|ultra capacitor or EDLC|
An electric double-layer capacitor, also known by the names super capacitor, super condenser, pseudo capacitor, electrochemical double layer capacitor(EDLC) or ultra capacitor is an electrochemical capacitor that has an unusually high energy density when compared to common capacitors, typically of the order of thousands of times greater than a high capacity electrolytic capacitor. For instance, a typical D-cell sized electrolytic capacitor will have a capacitance in the range of milli farads, but the same size super capacitor would have a capacitance of several farads, an improvement of about two or three orders of magnitude in capacitance, usually at a lower working voltage.
In a conventional capacitor, energy is stored by the removal of charge carriers, typically electrons, from one metal plate and depositing them on another. This charge separation creates a potential difference between two plates, which can be harnessed in an external circuit. The total energy stored will be proportional to both the amount of charge stored and the potential between these plates. Different materials sandwiched between the plates to separate them results in different voltages to be stored.
Super capacitors do not have a conventional dielectric. Rather than two separate plates separated by an intervening substance, these capacitors use “plates” that are in fact two layers of the same substrate, and their electrical properties, so called “electrical double layer”, result in effective separation of charge despite the vanishingly thin physical separation of the layers. The lack of need for a bulky layer of dielectric permits the packing of “plates” with much larger surface area into a given size, resulting in extraordinarily high capacitances in practical-sized packages.
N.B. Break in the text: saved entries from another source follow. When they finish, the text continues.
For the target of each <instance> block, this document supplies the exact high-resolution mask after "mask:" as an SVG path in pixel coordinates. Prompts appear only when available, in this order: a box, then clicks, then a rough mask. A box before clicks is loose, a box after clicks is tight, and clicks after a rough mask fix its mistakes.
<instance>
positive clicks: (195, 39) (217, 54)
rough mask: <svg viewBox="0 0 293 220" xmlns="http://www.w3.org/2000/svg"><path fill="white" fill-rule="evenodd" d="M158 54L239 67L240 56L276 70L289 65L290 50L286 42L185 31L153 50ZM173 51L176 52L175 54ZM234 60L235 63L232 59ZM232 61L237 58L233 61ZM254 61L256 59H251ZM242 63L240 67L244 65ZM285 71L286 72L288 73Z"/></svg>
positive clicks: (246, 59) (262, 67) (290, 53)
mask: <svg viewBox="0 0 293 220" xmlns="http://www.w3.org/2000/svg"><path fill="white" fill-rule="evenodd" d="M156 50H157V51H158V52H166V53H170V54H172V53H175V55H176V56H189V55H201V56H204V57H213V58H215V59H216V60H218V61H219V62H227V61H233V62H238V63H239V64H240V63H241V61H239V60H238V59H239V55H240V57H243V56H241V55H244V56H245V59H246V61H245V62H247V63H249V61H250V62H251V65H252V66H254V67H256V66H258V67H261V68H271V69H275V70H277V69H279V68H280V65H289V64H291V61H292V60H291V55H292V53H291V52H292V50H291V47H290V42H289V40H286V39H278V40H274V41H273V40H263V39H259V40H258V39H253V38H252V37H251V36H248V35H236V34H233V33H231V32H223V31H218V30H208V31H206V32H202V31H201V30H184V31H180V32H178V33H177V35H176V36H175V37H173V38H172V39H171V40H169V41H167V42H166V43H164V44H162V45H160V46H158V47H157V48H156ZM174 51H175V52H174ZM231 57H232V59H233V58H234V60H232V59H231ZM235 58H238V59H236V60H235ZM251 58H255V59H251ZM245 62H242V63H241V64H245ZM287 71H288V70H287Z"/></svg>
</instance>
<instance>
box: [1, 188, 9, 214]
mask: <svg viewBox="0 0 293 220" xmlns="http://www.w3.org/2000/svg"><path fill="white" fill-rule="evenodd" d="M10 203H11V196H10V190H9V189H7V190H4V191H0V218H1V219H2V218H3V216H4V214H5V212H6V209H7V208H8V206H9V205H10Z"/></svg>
In general, EDLC’s improve storage density through the use of nanoporous material, typically activated charcoal, in place of conventional insulating barrier. Activated charcoal is a powder made up of extremely small and very rough particles which in bulk, form a low density volume of particles with holes between them that resembles a sponge. The overall surface area of even a thin layer of such material is many times greater than a traditional material like aluminium, allowing more charge carriers to be stored in a given volume.
Most recent research in EDLCs has focused on improved materials that offer even higher usable surface areas. Experimental devices developed at MIT replace the charcoal with carbon nanotubes, which can store about the same charge as charcoal but are mechanically arranged in much more regular pattern that exposes a much greater suitable surface area. Other teams are experimenting with custom materials made of activated polypyrrole, and nanotube-impregnated papers.
EDLCs have much higher power density than batteries. Power density combines the energy with the speed that the energy can be delivered to the load. Batteries, which are based on the movement of charge carriers in a liquid electrolyte, have relatively slow charging and discharging time. Capacitors, on the other hand, can be charged or discharged at a rate that is typically limited by current heating of the electrodes. So while existing EDLCs have energy densities that are perhaps 1/10th that of a conventional battery, their power density is generally 10 to 100 times greater.
Activated carbon, graphene, carbon nanotubes and certain conductive polymers or carbon aero goals are practical for super capacitors. Virtually all commercial super capacitors manufactured by Panasonic, Nesscap, Maxwell technologies, Axion power and others use powdered activated carbon made from coconut shells. Some companies also build higher performance devices, at a significant cost increase, based on synthetic carbon precursors that are activated with potassium hydroxide (KOH).
1. Heavy and public transport
New technology in development could potentially make EDLCs with high enough energy density to be an attractive replacement for batteries in all electric cars and plug-in hybrids, as EDLCs charge quickly and are stable with temperature.China is experimenting with a new form of electric bus that runs without power lines using power stored in large onboard EDLCs, which are quickly recharged whenever the bus is at stop and fully charged in the terminus.Other companies from the public transport, manufacturing sector are developing electric double-layer capacitor technology.
2. Consumer electronics
EDLCs can be used in PC cards, flash photography devices in digital cameras, flash lights, portable media players and in automated meter reading, particularly where extremely fast charging is desirable.